Es hat insgesamt nicht gepasst. Er ist zu weit von meinem Weg abgekommen.
Wie viel Umsatz wird Sie der Rückzug aus dem Filial-Geschäft kosten?
Wir hatten zuletzt 195 Millionen Euro Umsatz, nach dem Wegfall der Zielpunkt-Feinkost und Genusswelten werden es 155 Millionen Euro sein.
Wie viel davon kommt aus dem Export?
Aktuell 15 Prozent, das meiste davon aus Deutschland. Mit den deutschen Massenprodukten können wir natürlich nicht mithalten, aber in Nischen können wir uns gut behaupten. Wir verkaufen in Deutschland nur Gentechnik-freie Produkte mit Clean-Label-Etikette – also ohne Geschmacksverstärker, Farbstoffe, Allergene und Hefen.
Sind Sie noch an der Fabrik in Georgien beteiligt?
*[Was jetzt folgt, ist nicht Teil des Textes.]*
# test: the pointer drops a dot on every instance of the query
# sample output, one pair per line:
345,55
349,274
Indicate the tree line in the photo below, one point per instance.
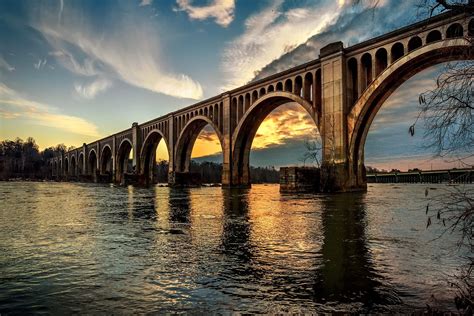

Nein, davon habe ich mich 2013 gelöst. Aber wir exportieren noch 120 Tonnen im Monat nach Georgien. Schirnhofer ist in Georgien aber eine bekannte Marke.
Und die Preise?
Aus Ertragssicht darf man nicht in solche Länder gehen, da geht es mehr um die Frage der Auslastung in der Produktion.
Ist Ihre Vertriebskooperation mit Handl Speck im Export noch aufrecht?
Nein, wie immer bei solchen Dingen, ist sie an den Menschen gescheitert. Jetzt treten wir wieder alle als Einzelkämpfer auf.
Wir gehen das Thema offensiv an. Derzeit dreht Global 2000 einen Film für Schulen, der sämtliche Umweltaspekte rund um Fleisch beleuchtet. Wir sind hier Partner. In Zukunft sollten wir weniger, aber dafür hochwertigeres Fleisch essen. Dann will ich, dass die Menschen mein Fleisch kaufen.
Warum sollten sie?
Auch weil ich der erste grüne Fleischverarbeiter Österreichs werde.
Was heißt das genau?
Ab kommendem Jahr wollen wir CO2-neutral produzieren, was wir mit unserem eigenen Biomassekraftwerk realisieren wollen. Derzeit brauchen wir 800.000 Liter Heizöl im Jahr. Unsere Exporte nach Deutschland sind schon jetzt CO2-neutral. Das macht uns sympathisch.
Im Handel zählt doch hauptsächlich der Preis, oder?
Die Einkäufer sind für Qualitäts- und Nachhaltigkeitsthemen immer offener und sensibler. Da ist eine Bewusstseinsänderung im Gange. So wie auch bei den Konsumenten.
Wie viele Bauern haben Sie eigentlich unter Vertrag?
90 Schweinebauern und mehr als 400 Landwirte mit Almochsen. Wir könnten die dreifache Menge von Almochsen verkaufen, aber wir finden nicht genug Bauern, die die Auflagen erfüllen. Viele Bauern haben kleine Betriebe, im Durchschnitt halten sie zehn Ochsen. Wir kommen auf 4000 im Jahr.
Haben Sie noch Probleme mit Trittbrettfahrern in der Gastronomie, die vermeintliches Almochsenfleisch auf der Speisekarte haben?
In Österreich werden 700.000 Rinder im Jahr geschlachtet, davon 20.000 Ochsen. Da muss man nicht lange rechnen, um zu wissen, dass sich das nicht ausgeht.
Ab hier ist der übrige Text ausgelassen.